In order to investigate thermodynamic properties and microscopic structure around the crystal-smectic transition, we present constant-pressure molecular-dynamics simulations for soft parallel spherocylinders as a model for liquid crystals. The method of Andersen [J. Chem. Phys. 72, 2384 (1980)] as well as the method of Parrinello and Rahman [Phys. Rev. Lett. 45, 1196 (1980)] axe applied to a right parallelepiped simulation box, and the equation of state for this model is evaluated. Thermodynamic properties such as enthalpy and volume as functions of reduced density rho* or of temperature show a clear first-order transition. The dependence of l(perpendicular-to), the square root of the specific area of the plane perpendicular to the molecular axis, on rho* shows a feature characteristic of two-dimensional melting. We calculate the specific length l(z) in the direction of the molecular axis, which corresponds to the thickness of a smectic layer in the liquid-crystal region.
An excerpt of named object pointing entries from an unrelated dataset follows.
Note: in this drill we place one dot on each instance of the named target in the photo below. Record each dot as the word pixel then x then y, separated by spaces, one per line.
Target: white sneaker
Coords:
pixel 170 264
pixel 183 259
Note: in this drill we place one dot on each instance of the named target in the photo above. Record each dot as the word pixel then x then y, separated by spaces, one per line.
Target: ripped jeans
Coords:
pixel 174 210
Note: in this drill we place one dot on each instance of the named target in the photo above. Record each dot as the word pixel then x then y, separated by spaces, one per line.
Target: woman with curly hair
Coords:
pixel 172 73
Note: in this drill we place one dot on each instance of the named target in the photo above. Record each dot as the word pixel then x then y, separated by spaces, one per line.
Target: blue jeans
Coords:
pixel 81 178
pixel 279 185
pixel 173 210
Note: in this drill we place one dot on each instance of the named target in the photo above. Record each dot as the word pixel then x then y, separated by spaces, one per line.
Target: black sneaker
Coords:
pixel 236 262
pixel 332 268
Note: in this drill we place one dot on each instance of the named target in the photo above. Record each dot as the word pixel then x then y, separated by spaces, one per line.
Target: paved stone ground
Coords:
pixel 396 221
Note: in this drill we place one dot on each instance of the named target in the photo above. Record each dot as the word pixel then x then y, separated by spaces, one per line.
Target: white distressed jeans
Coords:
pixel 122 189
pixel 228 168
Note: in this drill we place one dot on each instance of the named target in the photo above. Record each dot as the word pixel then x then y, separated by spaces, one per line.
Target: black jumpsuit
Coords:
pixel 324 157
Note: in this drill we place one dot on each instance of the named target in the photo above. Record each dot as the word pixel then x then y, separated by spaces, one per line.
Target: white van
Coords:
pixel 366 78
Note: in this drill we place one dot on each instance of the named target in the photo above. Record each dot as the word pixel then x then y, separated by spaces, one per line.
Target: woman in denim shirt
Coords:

From the rho* dependence of l(z) and l(z)/l(perpendicular-to), we show that the anisotropy of the molecular volume plays an important role in the crystal-smectic transition. We also observe a clear change in both diffusion and structural properties before and after this transition. The mean-square displacements in directions perpendicular to the alignment show that in the smectic phase the molecules diffuse freely within the layers, although the density wave in the direction perpendicular to layers does exist even after the transition.